Meet Fenton. He’s a psycho. A year or so back he was banged up for murdering a preppy teenage girl in one of America’s less-enlightened southern states. Enter a campaigning congressman, John Daniels, who hopes to teach Fenton to read and write and to help him make something of his ruined life. The opening of Richard Vergette’s play is intriguing enough but a savage twist is on its way.
Fenton rejects all the congressman’s overtures. Asked to recite the alphabet, he glares and grunts and spits out monosyllabic expletives. The only expressive medium for which he shows any talent is the flinging of furniture at high speed across the interrogation room. These chair-chucking episodes are interrupted by a Jesus-freak warder, who likes to barge in and use Fenton’s head for drum practice with his nightstick.
Congressman Daniels finally reaches the nub of Fenton’s problem: short sight. A bright but rebellious kid, he was banished to the rear of class at school and his poor vision wrecked his chances of learning. This breakthrough enables Daniels to tame his quarry and to persuade him to take up reading. Now the twist. The victim of Fenton’s crime was Daniels’s only daughter. This tense and fascinating set-up develops into a thrilling psychological chess match. Daniels succeeds in nurturing Fenton’s love of literature and we scroll forward a couple of months and discover the pair, like an old married couple, swapping choice paragraphs from favourite novels.
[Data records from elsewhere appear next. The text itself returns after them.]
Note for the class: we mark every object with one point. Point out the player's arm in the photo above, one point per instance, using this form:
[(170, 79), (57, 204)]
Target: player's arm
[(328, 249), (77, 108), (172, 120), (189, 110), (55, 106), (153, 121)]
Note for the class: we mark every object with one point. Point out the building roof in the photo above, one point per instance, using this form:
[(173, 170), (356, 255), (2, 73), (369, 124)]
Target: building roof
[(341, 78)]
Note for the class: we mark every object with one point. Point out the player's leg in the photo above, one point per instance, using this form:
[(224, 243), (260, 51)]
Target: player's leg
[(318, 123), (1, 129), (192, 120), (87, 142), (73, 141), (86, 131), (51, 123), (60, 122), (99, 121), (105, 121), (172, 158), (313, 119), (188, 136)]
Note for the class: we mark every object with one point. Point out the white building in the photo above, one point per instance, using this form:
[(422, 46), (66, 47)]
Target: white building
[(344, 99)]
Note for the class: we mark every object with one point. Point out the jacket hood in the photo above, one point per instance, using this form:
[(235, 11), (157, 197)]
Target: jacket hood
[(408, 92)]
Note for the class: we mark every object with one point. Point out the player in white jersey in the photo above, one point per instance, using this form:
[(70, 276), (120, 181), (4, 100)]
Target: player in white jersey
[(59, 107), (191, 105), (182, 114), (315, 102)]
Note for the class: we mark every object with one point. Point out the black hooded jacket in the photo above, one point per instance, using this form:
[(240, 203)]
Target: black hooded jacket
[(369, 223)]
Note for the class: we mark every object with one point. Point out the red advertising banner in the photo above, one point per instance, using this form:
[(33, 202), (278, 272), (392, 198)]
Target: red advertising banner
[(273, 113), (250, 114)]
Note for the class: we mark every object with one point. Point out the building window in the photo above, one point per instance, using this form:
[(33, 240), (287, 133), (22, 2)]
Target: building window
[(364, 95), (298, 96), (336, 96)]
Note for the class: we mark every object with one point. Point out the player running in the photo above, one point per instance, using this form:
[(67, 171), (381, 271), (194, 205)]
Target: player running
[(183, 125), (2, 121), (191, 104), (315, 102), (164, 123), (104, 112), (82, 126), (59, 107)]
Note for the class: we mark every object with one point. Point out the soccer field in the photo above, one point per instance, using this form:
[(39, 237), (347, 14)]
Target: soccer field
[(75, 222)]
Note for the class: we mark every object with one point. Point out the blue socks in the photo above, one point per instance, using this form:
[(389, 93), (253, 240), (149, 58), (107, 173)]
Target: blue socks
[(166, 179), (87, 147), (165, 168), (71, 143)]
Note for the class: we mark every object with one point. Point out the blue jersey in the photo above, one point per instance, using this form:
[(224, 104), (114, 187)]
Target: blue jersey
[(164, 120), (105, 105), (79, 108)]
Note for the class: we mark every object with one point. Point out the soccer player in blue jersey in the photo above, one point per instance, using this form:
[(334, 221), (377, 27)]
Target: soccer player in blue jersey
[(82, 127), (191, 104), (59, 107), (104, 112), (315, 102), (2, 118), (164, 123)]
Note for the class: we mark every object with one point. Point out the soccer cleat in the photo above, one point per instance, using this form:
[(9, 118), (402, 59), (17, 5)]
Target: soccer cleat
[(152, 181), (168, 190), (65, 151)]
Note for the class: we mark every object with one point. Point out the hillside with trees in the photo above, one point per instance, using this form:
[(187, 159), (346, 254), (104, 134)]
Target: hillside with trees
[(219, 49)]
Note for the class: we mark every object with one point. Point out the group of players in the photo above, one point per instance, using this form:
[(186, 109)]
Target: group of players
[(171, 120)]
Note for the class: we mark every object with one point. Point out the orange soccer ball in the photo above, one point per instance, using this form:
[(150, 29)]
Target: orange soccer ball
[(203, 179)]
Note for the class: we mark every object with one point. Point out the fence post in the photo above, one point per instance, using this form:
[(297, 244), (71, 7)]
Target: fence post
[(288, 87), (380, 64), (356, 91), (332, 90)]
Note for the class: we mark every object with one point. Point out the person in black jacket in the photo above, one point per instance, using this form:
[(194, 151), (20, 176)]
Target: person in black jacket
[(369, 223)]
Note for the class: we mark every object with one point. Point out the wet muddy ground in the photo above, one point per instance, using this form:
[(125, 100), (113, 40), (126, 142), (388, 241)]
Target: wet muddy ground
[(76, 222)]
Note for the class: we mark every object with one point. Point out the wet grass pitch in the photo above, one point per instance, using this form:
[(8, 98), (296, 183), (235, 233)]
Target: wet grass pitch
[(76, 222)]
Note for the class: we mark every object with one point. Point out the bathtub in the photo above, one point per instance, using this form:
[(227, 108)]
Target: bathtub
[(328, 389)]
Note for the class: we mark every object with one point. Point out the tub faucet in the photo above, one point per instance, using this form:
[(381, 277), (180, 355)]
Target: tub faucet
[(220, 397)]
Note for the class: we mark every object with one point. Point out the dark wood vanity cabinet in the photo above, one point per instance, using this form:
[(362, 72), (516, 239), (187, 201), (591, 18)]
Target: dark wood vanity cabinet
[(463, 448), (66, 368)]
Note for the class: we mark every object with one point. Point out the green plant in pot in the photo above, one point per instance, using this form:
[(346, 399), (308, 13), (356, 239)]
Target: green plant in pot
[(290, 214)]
Daniels then gets Fenton to act as spokesman for his prison-reform campaign, and when the programme becomes successful, Daniels lands an important Washington job. Fenton realises he’s been had. Daniels has used him as a pawn in his long-term plan to capture the presidency. Several more moves complicate this absorbing play and it ends with the true identity of the murderer left tantalisingly unclear.